Public Meeting on Buffalo Bayou Dams


Corps of Engineers to Issue Repair Update Wednesday, March 9

March 7, 2016

Updated March 14, 2016

The US Army Corps of Engineers, Galveston District, is holding a public meeting Wednesday, March 9, 2016, to update the public about progress in repairing the Addicks and Barker dams on South Mayde Creek and Buffalo Bayou in rapidly developing west Houston.

The two earthen dams, completed in the 1940s, were labeled “extremely high risk” in 2009 when engineers noticed seepage around the dams’ gates and ends following a heavy storm. The “extremely high risk” designation did not mean the dams were in danger of failing soon. But the possibility of failure combined with the dams’ location upstream of a major metropolitan area lifted the dams into the urgent category.

As a result, the reservoirs, which are dry reservoirs and contain one of the region’s largest parks and recreation areas, cannot be filled to capacity during storms, which impacts the way water is released from the dams before and after storms: faster and more often. (Correction: The Corps of Engineers says that the structural problems with the dams have had no impact on the capacity limit or release rates.) This unnatural flow regime in turn impacts Buffalo Bayou downstream. (South Mayde Creek joins Buffalo Bayou just below the dams.) However, most of the flooding in Buffalo Bayou during heavy storms is caused by surface runoff from buildings, highways, streets, parking lots, and other paved surfaces below the dams, which are closed during rain events.

Barker Reservoir. Undated photo courtesy of USACE, Galveston District.

Barker Reservoir. Undated photo courtesy of USACE, Galveston District.

Until recently releases from the dams, combined with existing flow in the bayou, were limited to 2,000 cubic feet per second (cfs) as measured by the Piney Point gauge. In 2010, however, the Corps received permission to increase the flow to 4,000 cfs if necessary, the point beyond which severe flooding is expected to occur. (See also dam operation, pdf, page 2.)

Following the Memorial Day flood in 2015, the Corps began sustained releases reaching 3,000 cfs for the first time. (See Item V, Minute 3:25, appearance by Flood Control District Director Mike Talbott before Harris County Commissioners Court, June 2, 2015.)

The public meeting on Wednesday will address the Addicks and Barker Dam Safety Program, the 2016 Addicks and Barker construction plans and the proposed Section 216 Study. The meeting will take place from 6:30 to 8:30 p.m. at the Bear Creek Community Center, 16001 Clay Road, Houston 77084

In 2015 the USACE Galveston District awarded a contract in the amount of $71,902,340 to Granite Construction Company for construction of new outlet structures at the dams. Construction, expected to begin in September, began in February. Completion is projected for summer of 2019.

A Section 216 study is required by Section 216 of the federal Water Resources Development Act of 2000 whenever there are changes in the operations and management of a water resources project. However, the study cannot take place until it is authorized and funded by Congress, says Richard Long, supervisory natural resources manager for the Galveston District.

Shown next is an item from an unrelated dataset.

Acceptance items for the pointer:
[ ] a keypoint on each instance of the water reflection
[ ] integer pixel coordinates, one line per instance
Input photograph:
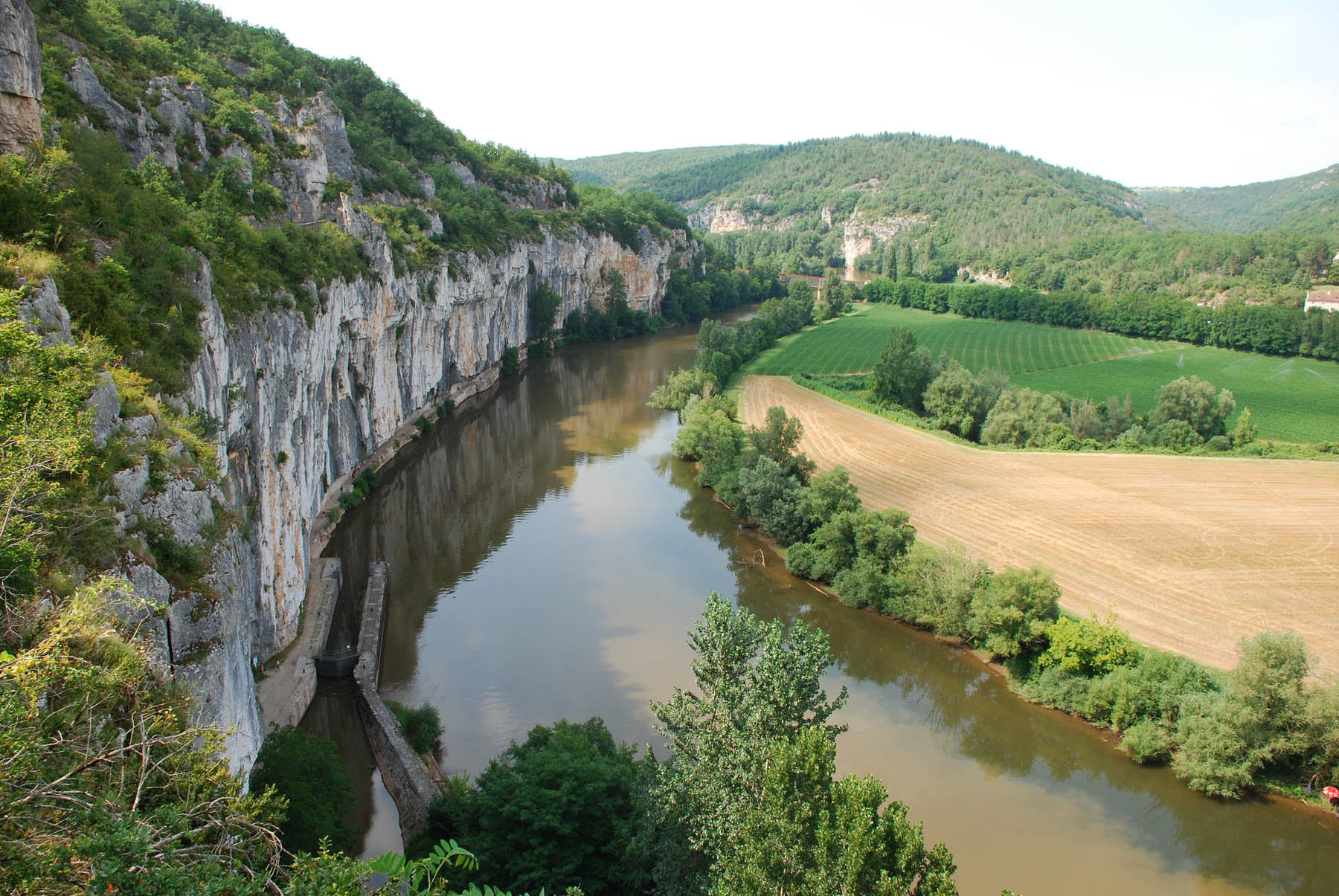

“First and foremost, these dams are not in danger of failing,” says Col. Richard Pannell, commander of the Galveston District, in a press release. “Addicks and Barker are dry reservoirs about 90 percent of the time, and they undergo daily, weekly and annual inspections and monitoring. While the likelihood of overtopping or failure is very low, the fact the dams protect the nation’s fourth largest metropolitan area makes the consequences to life safety relatively high risk.”

4 thoughts on “Public Meeting on Buffalo Bayou Dams”

  1. Jeff Ragsdale says:

    Perhaps there could be a public bond election to side-step congressional funding?

  2. george figueroa says:

    not an easy solution that has grown from unplanned urbanization seems no one is interested in controling and limiting this danger. caused by expansionism for greed not reason…

  3. GlenW says:

    Seems like it would be more prudent to reduce further development in the flood plains and condemn properties whenever practicable.

    1. Seems like it would. And require better runoff detention — but not by cutting down trees.

      Spread it out, slow it down, soak it in.